Тангейзер просто опешил, а я воздал безмолвную благодарность своему любимому учителю Элиезеру Пинкусу, мир его праху.
Кое-кто думает, что изучение литературы в школе не имеет практического применения, что это лишь потеря времени между двумя переменами. А ведь все совсем не так. Наш почтенный учитель Элиезер Пинкус, пытаясь внушить нам необходимость элементарных знаний по этому якобы ненужному предмету, на уроке, посвященном упомянутому патриарху немецкой литературы, рассказал случай, произошедший с невеждой Менделем, который, приехав в Вену, остановился перед памятником Гёте на Ринге и возмутился вслух:
— Он ведь никакой не император, даже не военачальник, и вообще не бог весть что! Ну, написал пьесу «Разбойники»…
— Пьесу «Разбойники» написал не Гёте, а Шиллер, — вмешался кто-то.
— Вот, видите, — тут же отреагировал Мендель. — Даже «Разбойников» не он написал, а какой ему памятник отгрохали!

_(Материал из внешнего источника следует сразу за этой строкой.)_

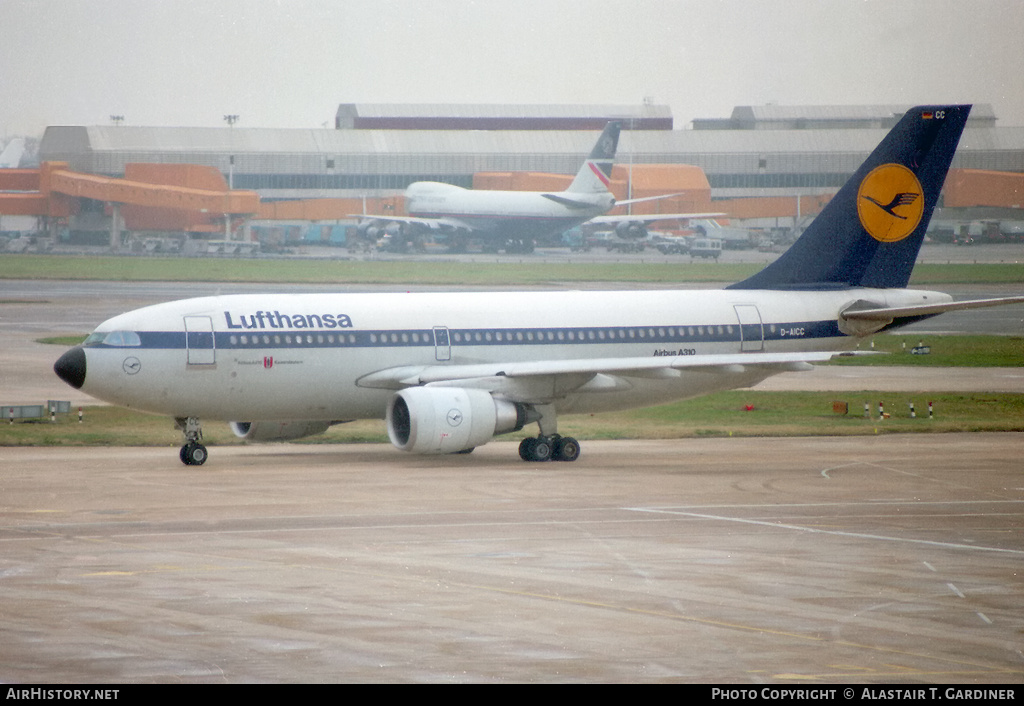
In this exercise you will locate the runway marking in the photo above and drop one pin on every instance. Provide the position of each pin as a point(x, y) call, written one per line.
point(838, 533)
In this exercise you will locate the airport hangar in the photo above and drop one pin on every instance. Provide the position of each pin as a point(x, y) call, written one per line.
point(753, 165)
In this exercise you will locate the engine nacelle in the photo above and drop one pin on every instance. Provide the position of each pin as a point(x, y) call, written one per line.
point(631, 231)
point(446, 420)
point(276, 430)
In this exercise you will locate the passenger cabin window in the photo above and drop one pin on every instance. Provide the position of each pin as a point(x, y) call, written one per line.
point(115, 338)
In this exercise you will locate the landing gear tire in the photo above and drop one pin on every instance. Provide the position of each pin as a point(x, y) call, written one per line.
point(549, 449)
point(194, 454)
point(566, 449)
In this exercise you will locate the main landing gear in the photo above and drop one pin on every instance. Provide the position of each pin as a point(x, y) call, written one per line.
point(193, 453)
point(552, 448)
point(549, 445)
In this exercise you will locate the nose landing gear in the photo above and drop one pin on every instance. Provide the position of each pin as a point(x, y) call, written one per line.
point(193, 453)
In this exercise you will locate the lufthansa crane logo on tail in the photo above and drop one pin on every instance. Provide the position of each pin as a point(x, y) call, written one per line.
point(890, 203)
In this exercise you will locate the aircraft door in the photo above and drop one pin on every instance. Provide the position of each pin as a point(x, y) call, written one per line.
point(200, 341)
point(752, 332)
point(442, 343)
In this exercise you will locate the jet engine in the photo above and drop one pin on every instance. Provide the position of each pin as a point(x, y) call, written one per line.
point(631, 231)
point(446, 420)
point(278, 430)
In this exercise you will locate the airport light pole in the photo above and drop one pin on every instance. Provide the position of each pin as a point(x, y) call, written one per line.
point(230, 120)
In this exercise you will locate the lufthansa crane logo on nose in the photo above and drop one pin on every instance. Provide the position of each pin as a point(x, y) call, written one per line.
point(890, 203)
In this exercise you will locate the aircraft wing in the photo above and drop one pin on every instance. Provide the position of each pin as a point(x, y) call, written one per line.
point(542, 381)
point(432, 223)
point(648, 217)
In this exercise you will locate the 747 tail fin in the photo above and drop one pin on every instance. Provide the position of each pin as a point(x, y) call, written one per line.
point(869, 234)
point(595, 174)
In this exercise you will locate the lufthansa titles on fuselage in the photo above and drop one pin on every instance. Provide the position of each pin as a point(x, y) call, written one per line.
point(276, 320)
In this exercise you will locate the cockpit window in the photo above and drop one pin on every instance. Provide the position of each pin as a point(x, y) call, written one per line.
point(116, 338)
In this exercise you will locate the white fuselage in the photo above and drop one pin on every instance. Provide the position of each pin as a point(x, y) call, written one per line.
point(511, 213)
point(311, 357)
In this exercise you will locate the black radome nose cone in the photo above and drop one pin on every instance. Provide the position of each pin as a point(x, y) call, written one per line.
point(71, 367)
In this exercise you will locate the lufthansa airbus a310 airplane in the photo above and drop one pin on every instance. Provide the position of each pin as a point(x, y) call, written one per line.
point(451, 371)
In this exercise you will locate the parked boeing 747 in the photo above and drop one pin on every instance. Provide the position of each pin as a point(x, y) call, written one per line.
point(513, 220)
point(451, 371)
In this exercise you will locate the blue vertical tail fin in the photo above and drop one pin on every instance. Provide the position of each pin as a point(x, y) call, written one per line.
point(869, 234)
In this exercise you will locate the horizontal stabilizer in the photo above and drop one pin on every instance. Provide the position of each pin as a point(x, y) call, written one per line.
point(891, 313)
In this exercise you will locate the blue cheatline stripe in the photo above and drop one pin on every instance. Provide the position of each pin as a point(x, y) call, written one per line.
point(658, 335)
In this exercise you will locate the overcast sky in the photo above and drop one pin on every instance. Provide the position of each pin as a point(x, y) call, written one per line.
point(290, 63)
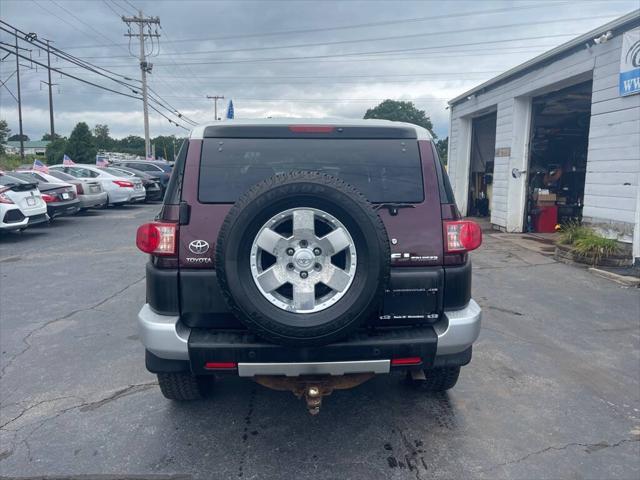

Я не сказал бы, что обрывки литературных произведений, входивших в школьную программу и застрявших в моей памяти, как пряди овечьей шерсти в колючих кустах, сильно помогали мне в портновском ремесле, но здесь я впервые в жизни уяснил полезность уроков литературы на практике. Польза оказалась очевидной, сравнимой, к примеру, с приобретенными на уроке геометрии знаниями, как с помощью старика Евклида подсчитать квадратные сантиметры материи, нужные для пошива дополнительной жилетки. В данном конкретном случае я, в результате знакомства с Гёте (1749–1832 гг.), вместо тяжелых лагерных работ оказался в канцелярии под непосредственным руководством коменданта лагеря Брюкнера. Не знаю, приходилось ли тебе бывать в казарме, тюрьме или концлагере, но в подобных местах спонтанно, из глубин народного творчества, рождаются клички, которые намертво прилипают к начальству, на вечные времена — как бородавка на носу. В данном случае, неизвестно, кто именно, какая поэтическая натура «благословила» коменданта кличкой «Редиска», но попала она (натура) точно в яблочко: его апоплексически-багровое лицо и гармоничная тождественность роста и объема тела действительно напоминали этот прекрасный дар природы (несмотря на то, что лично я никогда не встречал в Колодяче редиску в сапогах с зеркально блестящей лысиной).